The ambiguity of the human condition knows no bounds. It is really a Sisyphean task, and one can only hope for enough joy in it to resume on. So we find any quantity of distractions, from faith to hedonism to family, all of which has its veneer of respectability dependent on the society.
Existentialism is typically associated with its most outstanding proponents, usually brooding and even pessimistic, from Ingmar Bergman to Jean-Paul Sartre, and also can claim among its leading lights such great souls as Erich Fromm, Viktor Frankl, Richard Taylor, Hermann Hesse, and Krishnamurti, whose revelations are “sunlit” despite accounting for the full record of human unhappiness.
Erich Fromm is well known for his eminently readable treatise The Art of Loving which offers a view of love radically unlike any ever espoused. Among his many alarming insights is the proven fact that many individuals think only in terms of being loved, while love is properly about being loving. Viktor Frankl identifies a sense of purpose, or meaning, as being the first force to human existence after the most immediate needs of food, shelter, and clothing are met.
His ideas are put to the harshest test possible first-hand in a chain of nazi death camps where the psychiatrist is a prisoner subjected to the most brutal of abject deprivation and humiliation. Such insights from an enlightened sensitive man who has literally been to hell and back are definitely worth considering!

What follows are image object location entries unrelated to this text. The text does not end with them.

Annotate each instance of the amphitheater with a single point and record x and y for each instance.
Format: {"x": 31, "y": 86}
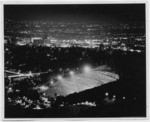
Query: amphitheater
{"x": 80, "y": 81}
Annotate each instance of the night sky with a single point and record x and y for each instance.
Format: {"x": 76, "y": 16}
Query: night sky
{"x": 91, "y": 12}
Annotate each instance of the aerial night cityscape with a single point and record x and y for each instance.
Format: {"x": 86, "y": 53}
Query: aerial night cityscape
{"x": 74, "y": 60}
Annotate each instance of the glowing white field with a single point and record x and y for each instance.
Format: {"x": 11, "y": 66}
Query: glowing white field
{"x": 75, "y": 83}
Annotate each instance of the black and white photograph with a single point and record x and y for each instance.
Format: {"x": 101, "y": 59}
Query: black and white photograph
{"x": 75, "y": 60}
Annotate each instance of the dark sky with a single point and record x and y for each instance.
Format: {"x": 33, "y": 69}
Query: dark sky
{"x": 91, "y": 12}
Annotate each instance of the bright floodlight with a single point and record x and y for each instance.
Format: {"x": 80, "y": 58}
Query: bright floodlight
{"x": 59, "y": 77}
{"x": 71, "y": 73}
{"x": 87, "y": 69}
{"x": 43, "y": 88}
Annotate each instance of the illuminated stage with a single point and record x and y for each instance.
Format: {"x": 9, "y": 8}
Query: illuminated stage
{"x": 77, "y": 82}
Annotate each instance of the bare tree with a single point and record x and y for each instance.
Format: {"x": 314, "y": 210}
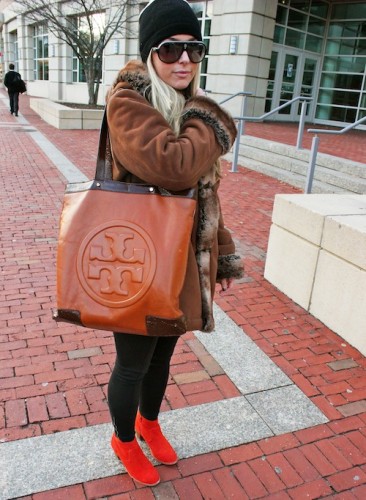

Richard Taylor ( Good and Evil ), Hermann Hesse ( On Trees ), and Krishnamurti ( Commentary on Living ) all share a grounded outlook that’s at once simple without being simplistic. Taylor talks about the purpose of life, while Hesse’s essay talks about life without end or purpose. Krishnamurti also avoids talks of should, ought, must, preferring instead to concentrate on understanding what is. The second 2 are way more mystical in flavor but no less profound in insight, and while some of these names aren’t names commonly associated with the existential cannon the difficulties they deal with , not to mention the insights they offer, can only enrich our appreciation of the human condition which is to say, help us know ourselves.
Taylor observes that conceptions of the good life have been founded on rationality rather than desideration. By way of this crucial insight, he’s ready to show that issues of life’s purpose are inevitably flawed unless we consider that the issue is not one to be resolved through rationalization alone, an angle shared by Hesse and Krishnamurti.